Schematic of how social status affects brain morphology

All of the brain regions that show morphological changes based on status are related to social behaviours. Thus, much of our work to date has explored a role for the hormone oxytocin, a small peptide that is important for social interactions and reproduction in diverse vertebrate species. We have found that subordinates have more oxytocinergic neurons than breeders in the PVN (Mooney & Holmes, Neuroscience, 2013), that status mediates expression of the oxytocin receptor in the MeA (Mooney et al., Neuroscience, 2015), and that peripheral administration of oxytocin increases prosocial behaviours (Mooney et al., Hormones & Behavior, 2014). Collectively these data indicate that oxytocin is a key player in promoting prosocial behaviour in subordinates.

Data from Mooney & Holmes, 2013

 

Individual differences in social phenotype

Within the subordinate caste, further social stratification and divisions of labor exist: ‘soldiers’ (often larger, older subordinates) are observed to be more aggressive and defend the colony, whereas ‘workers’ (often younger, smaller individuals) participate in cooperative behaviors such as foraging and colony maintenance. While we are not the first to suggest subcastes within naked mole-rat subordinates, we have expanded on this early work to further characterize different subgroups of subordinates, to test whether these roles represent long term social phenotypes and to identify the neural mechanisms that underlie them (similar to our breeder/subordinate comparisons thus far). We have recently demonstrated that these subcaste classifications (based on behavioral specializations) remain stable in the long term but this stable task specialization becomes plastic when colony demands are altered (Mooney et al., Animal Behaviour, 2015). Removing work-, pup care-, and defense-specialists, caused remaining animals to fill open behavioural niches, demonstrating need-based task switching in eusocial mammals.

To begin to understand if oxytocin is also involved in subcaste differences in social behaviour, we tested whether activation of oxytocin neurons is associated with the distinct behavioural roles found in workers and soldiers. We found that subcaste differences exist between workers and soldiers for both behaviour and neural activation. Specifically, workers were significantly less aggressive than soldiers and showed greater activation of oxytocin neurons in the PVN when exposed to a novel conspecific (Hathaway et al., Hormones & Behavior, 2016). 

Data from Hathaway et al., Hormones and Behavior, 2016

 

Social control of adult neurogenesis

In mammals (including humans), some regions of the brain retain the ability to produce new neurons throughout life, a process called adult neurogenesis. The goal of this component of our research is to determine how social status controls neurogenesis in the mammalian brain and how these new neurons might contribute to status differences in behaviour.

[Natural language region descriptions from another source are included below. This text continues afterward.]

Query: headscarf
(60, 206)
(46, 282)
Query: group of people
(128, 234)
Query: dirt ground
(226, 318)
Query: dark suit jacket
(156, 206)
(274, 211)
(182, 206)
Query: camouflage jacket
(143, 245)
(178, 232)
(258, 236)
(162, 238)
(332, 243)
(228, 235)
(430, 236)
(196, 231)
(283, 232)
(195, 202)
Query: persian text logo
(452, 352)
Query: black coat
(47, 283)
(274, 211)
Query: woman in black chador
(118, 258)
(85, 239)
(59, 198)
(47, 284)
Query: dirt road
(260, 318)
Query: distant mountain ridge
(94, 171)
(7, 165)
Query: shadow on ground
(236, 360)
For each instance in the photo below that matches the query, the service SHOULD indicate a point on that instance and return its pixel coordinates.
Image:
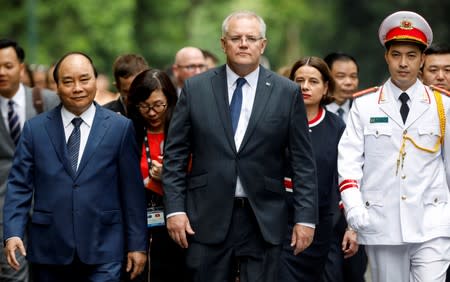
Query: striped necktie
(340, 112)
(13, 122)
(236, 103)
(73, 144)
(404, 109)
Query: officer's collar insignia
(379, 120)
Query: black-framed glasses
(192, 67)
(250, 39)
(157, 107)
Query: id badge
(155, 217)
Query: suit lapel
(262, 94)
(418, 107)
(97, 132)
(220, 92)
(388, 105)
(55, 130)
(4, 134)
(30, 111)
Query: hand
(349, 243)
(136, 263)
(302, 237)
(358, 218)
(12, 245)
(178, 225)
(156, 170)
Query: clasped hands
(358, 218)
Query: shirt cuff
(311, 225)
(174, 213)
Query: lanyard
(147, 153)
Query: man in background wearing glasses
(189, 61)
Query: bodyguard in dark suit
(80, 165)
(235, 123)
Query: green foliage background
(158, 28)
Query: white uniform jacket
(408, 205)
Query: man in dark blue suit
(77, 168)
(236, 122)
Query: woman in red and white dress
(151, 101)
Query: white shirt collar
(251, 78)
(87, 116)
(397, 91)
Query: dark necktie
(13, 122)
(404, 109)
(73, 144)
(340, 112)
(236, 103)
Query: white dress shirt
(19, 106)
(248, 97)
(85, 127)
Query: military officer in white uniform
(393, 163)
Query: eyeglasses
(157, 108)
(193, 67)
(239, 38)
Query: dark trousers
(338, 269)
(77, 271)
(244, 253)
(166, 260)
(309, 264)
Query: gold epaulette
(365, 91)
(440, 89)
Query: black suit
(201, 126)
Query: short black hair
(331, 58)
(57, 65)
(438, 49)
(5, 43)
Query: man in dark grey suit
(235, 124)
(20, 97)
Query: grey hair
(244, 14)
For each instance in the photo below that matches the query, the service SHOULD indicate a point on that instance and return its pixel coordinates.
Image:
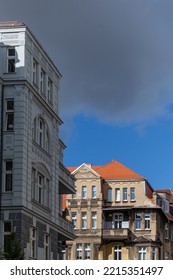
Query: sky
(116, 95)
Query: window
(46, 193)
(74, 218)
(42, 81)
(94, 220)
(125, 194)
(9, 114)
(83, 192)
(7, 234)
(153, 253)
(84, 220)
(142, 253)
(35, 72)
(118, 218)
(94, 192)
(8, 175)
(40, 133)
(50, 90)
(40, 188)
(74, 195)
(78, 251)
(46, 246)
(132, 194)
(109, 195)
(166, 206)
(166, 231)
(11, 60)
(147, 220)
(117, 194)
(137, 221)
(117, 253)
(87, 251)
(33, 244)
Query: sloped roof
(113, 170)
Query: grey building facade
(32, 175)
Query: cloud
(116, 57)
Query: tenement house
(118, 216)
(33, 177)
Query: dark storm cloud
(116, 57)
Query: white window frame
(84, 192)
(7, 233)
(33, 243)
(8, 176)
(46, 246)
(40, 188)
(142, 253)
(125, 196)
(35, 72)
(118, 219)
(74, 219)
(9, 118)
(153, 253)
(147, 221)
(94, 192)
(138, 221)
(117, 252)
(87, 251)
(166, 231)
(84, 220)
(109, 195)
(42, 81)
(11, 60)
(132, 194)
(50, 90)
(117, 195)
(94, 220)
(79, 251)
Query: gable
(85, 171)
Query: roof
(113, 170)
(11, 24)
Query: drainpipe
(1, 142)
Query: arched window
(40, 133)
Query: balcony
(117, 233)
(66, 229)
(66, 181)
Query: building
(33, 177)
(118, 215)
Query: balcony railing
(120, 233)
(117, 233)
(66, 225)
(67, 182)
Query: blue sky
(147, 150)
(116, 91)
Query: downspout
(1, 149)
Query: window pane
(10, 105)
(110, 195)
(9, 165)
(10, 121)
(11, 52)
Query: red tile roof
(113, 170)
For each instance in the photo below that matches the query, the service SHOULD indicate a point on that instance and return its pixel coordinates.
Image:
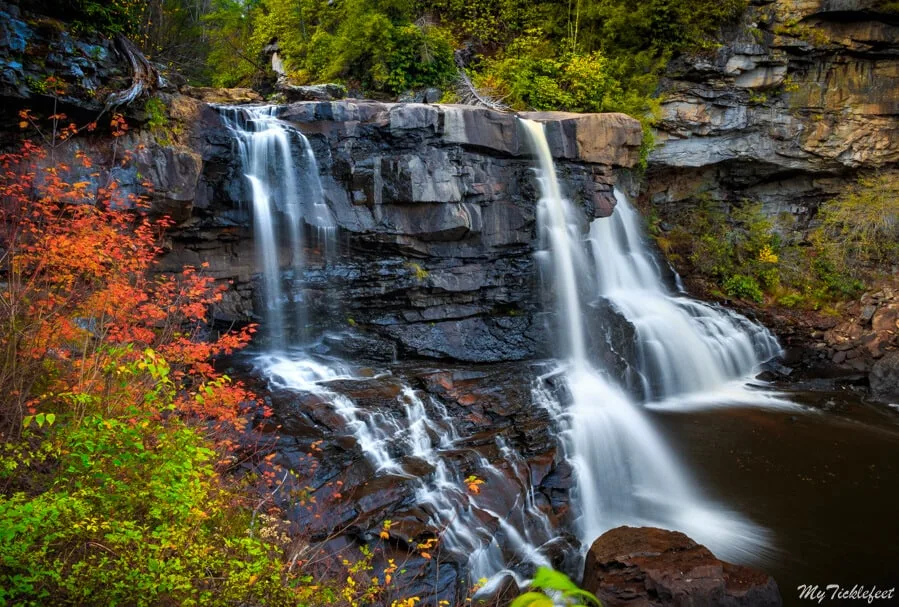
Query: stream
(648, 415)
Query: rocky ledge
(649, 567)
(436, 209)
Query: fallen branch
(144, 77)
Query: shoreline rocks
(649, 567)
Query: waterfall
(425, 431)
(285, 197)
(625, 473)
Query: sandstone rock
(436, 206)
(650, 567)
(611, 139)
(884, 378)
(799, 97)
(235, 96)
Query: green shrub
(862, 225)
(743, 287)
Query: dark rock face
(33, 48)
(315, 92)
(436, 207)
(500, 434)
(800, 98)
(884, 378)
(648, 567)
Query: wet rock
(436, 206)
(610, 139)
(235, 96)
(315, 92)
(655, 568)
(884, 378)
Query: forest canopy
(580, 55)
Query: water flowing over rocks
(436, 210)
(799, 98)
(649, 567)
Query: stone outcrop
(649, 567)
(436, 206)
(884, 378)
(223, 96)
(800, 100)
(34, 49)
(495, 420)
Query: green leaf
(532, 599)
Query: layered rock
(649, 567)
(436, 208)
(799, 99)
(496, 424)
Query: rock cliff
(801, 97)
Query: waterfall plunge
(683, 346)
(279, 186)
(625, 473)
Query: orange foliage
(80, 301)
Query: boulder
(649, 567)
(235, 96)
(884, 378)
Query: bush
(133, 514)
(862, 226)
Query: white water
(280, 188)
(625, 473)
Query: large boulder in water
(649, 567)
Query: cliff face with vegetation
(436, 209)
(798, 107)
(800, 99)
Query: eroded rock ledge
(436, 206)
(649, 567)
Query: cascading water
(425, 431)
(280, 187)
(683, 345)
(625, 473)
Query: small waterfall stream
(281, 187)
(683, 345)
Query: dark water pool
(824, 481)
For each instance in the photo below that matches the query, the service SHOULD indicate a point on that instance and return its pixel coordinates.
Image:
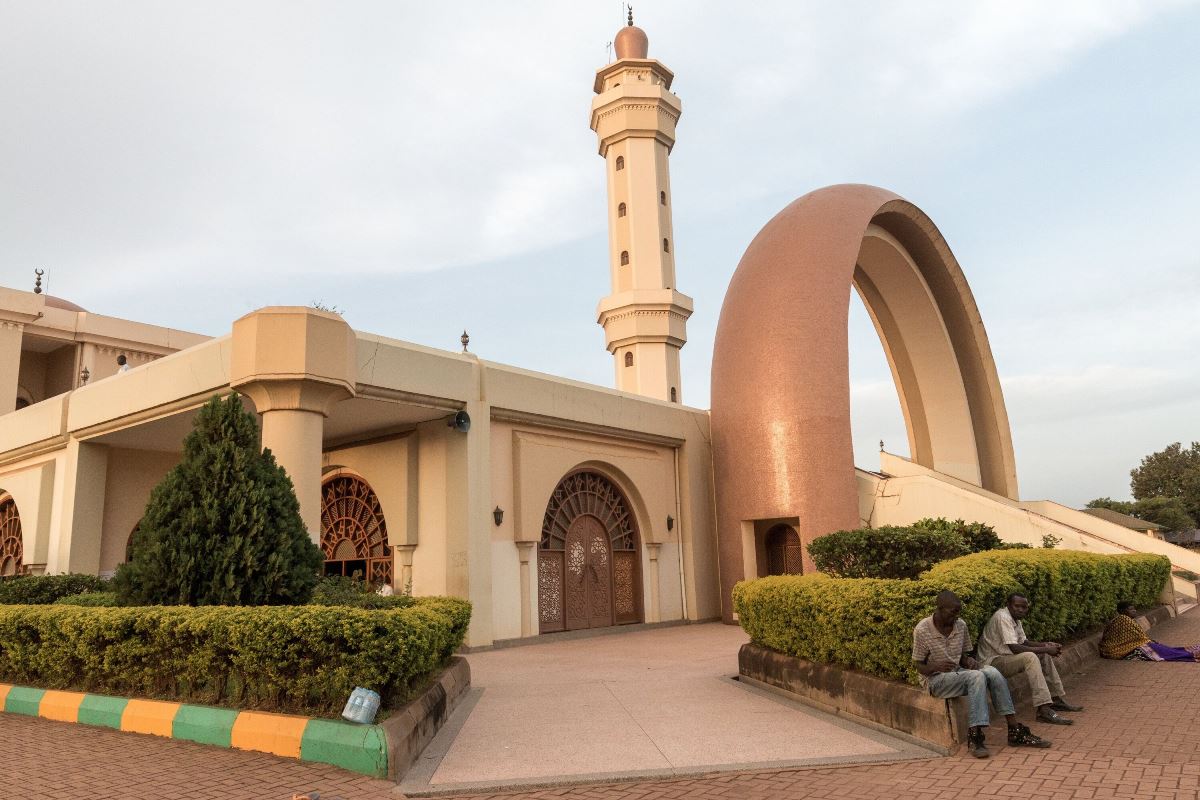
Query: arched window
(132, 540)
(353, 530)
(11, 549)
(785, 555)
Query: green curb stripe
(102, 710)
(203, 723)
(23, 699)
(358, 747)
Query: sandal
(1050, 717)
(1021, 737)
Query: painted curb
(357, 747)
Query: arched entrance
(353, 530)
(588, 564)
(785, 554)
(11, 548)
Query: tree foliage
(223, 528)
(1170, 473)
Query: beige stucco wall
(131, 476)
(33, 485)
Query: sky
(427, 168)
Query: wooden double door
(587, 565)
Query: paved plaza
(1137, 739)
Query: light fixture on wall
(460, 422)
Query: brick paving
(1135, 740)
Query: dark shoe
(976, 745)
(1047, 714)
(1061, 704)
(1021, 737)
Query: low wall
(900, 708)
(413, 727)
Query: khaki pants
(1039, 671)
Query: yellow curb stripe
(269, 733)
(63, 707)
(149, 716)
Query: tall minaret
(645, 319)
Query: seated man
(1005, 647)
(940, 645)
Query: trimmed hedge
(867, 623)
(340, 590)
(885, 552)
(293, 659)
(46, 589)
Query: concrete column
(295, 364)
(11, 335)
(652, 551)
(295, 438)
(526, 552)
(82, 511)
(405, 560)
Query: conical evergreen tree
(223, 527)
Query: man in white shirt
(1005, 647)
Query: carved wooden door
(588, 571)
(588, 575)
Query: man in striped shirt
(940, 647)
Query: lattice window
(593, 494)
(11, 549)
(353, 530)
(785, 554)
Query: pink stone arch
(780, 417)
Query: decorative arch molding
(588, 555)
(780, 392)
(11, 545)
(353, 528)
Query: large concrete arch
(780, 416)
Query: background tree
(1170, 473)
(223, 527)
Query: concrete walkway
(647, 703)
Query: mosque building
(553, 505)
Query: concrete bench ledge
(384, 750)
(893, 707)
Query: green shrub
(46, 589)
(978, 536)
(886, 552)
(294, 659)
(223, 528)
(867, 624)
(90, 599)
(340, 590)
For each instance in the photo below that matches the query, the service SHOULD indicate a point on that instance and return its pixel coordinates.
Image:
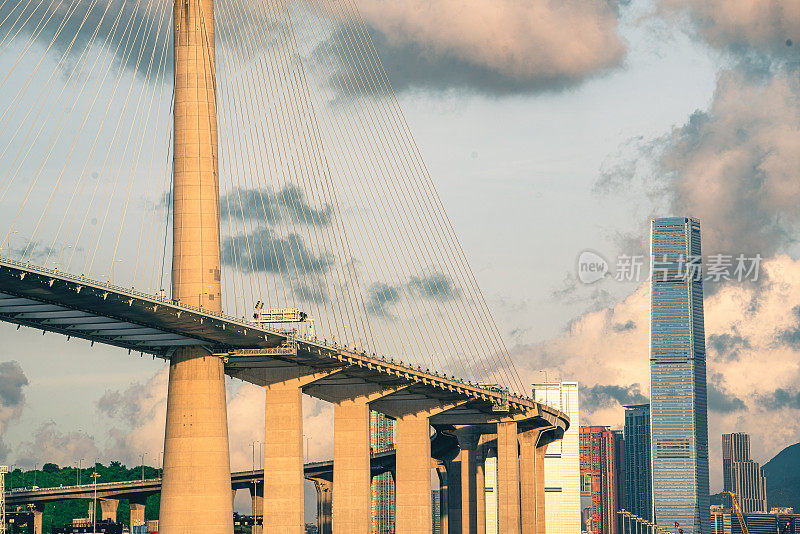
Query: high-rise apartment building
(562, 471)
(381, 438)
(599, 451)
(678, 404)
(638, 484)
(741, 475)
(436, 511)
(490, 489)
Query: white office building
(562, 475)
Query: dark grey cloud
(124, 28)
(720, 401)
(381, 297)
(726, 347)
(498, 48)
(437, 286)
(289, 204)
(12, 398)
(603, 396)
(263, 250)
(780, 399)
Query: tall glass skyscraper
(679, 418)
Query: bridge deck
(54, 301)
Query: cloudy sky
(549, 128)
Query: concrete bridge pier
(324, 502)
(108, 509)
(257, 506)
(413, 460)
(137, 510)
(480, 486)
(283, 447)
(532, 481)
(468, 442)
(508, 477)
(351, 466)
(444, 498)
(454, 487)
(38, 512)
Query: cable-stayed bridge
(259, 147)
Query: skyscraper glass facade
(381, 438)
(741, 475)
(679, 425)
(638, 484)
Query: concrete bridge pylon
(196, 488)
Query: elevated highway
(355, 382)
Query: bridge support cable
(328, 206)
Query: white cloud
(763, 25)
(494, 46)
(594, 352)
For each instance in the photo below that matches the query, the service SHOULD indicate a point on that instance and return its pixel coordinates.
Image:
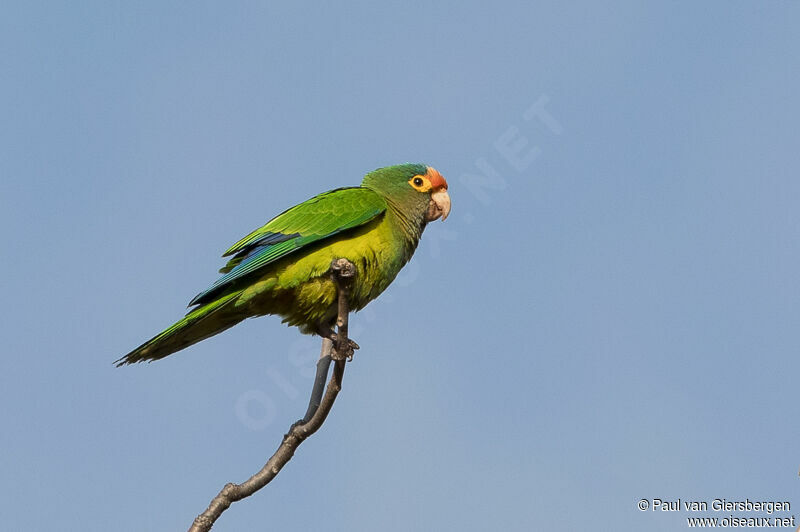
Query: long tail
(199, 324)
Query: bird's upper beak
(439, 206)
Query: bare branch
(342, 272)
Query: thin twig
(342, 272)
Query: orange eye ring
(420, 183)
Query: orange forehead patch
(435, 178)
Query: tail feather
(199, 324)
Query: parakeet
(282, 268)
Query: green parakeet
(283, 267)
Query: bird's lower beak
(439, 207)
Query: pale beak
(439, 207)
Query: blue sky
(610, 313)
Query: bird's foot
(342, 352)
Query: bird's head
(416, 188)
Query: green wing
(320, 217)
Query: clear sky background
(610, 314)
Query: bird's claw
(343, 268)
(343, 352)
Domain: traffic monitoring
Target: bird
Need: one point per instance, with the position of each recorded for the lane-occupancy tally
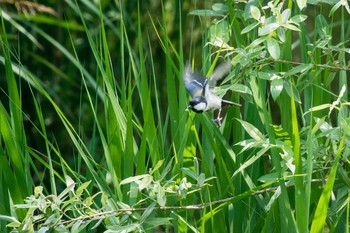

We found that breeders have significantly decreased neurogenesis in the dentate gyrus of the hippocampus compared to subordinates of either sex and this is particularly driven by low neurogenesis in the queens (Peragine et al., Neuroscience, 2014). We followed up on this by removing subordinates from their home colony and pairing them with either an opposite-sex or same-sex animal for one month and recorded behaviour of the pairs. Interestingly, we found the opposite-sex paired animals showed increased neurogenesis relative to subordinate controls while same-sex paired animals did not (though same-sex paired animals showed increased aggressive behaviour; Peragine et al., Hormones & Behavior, 2016). Collectively, these data suggest that neurogenesis is highly fluid as animals transition in status, likely based on the specifics of their social and endocrine environment.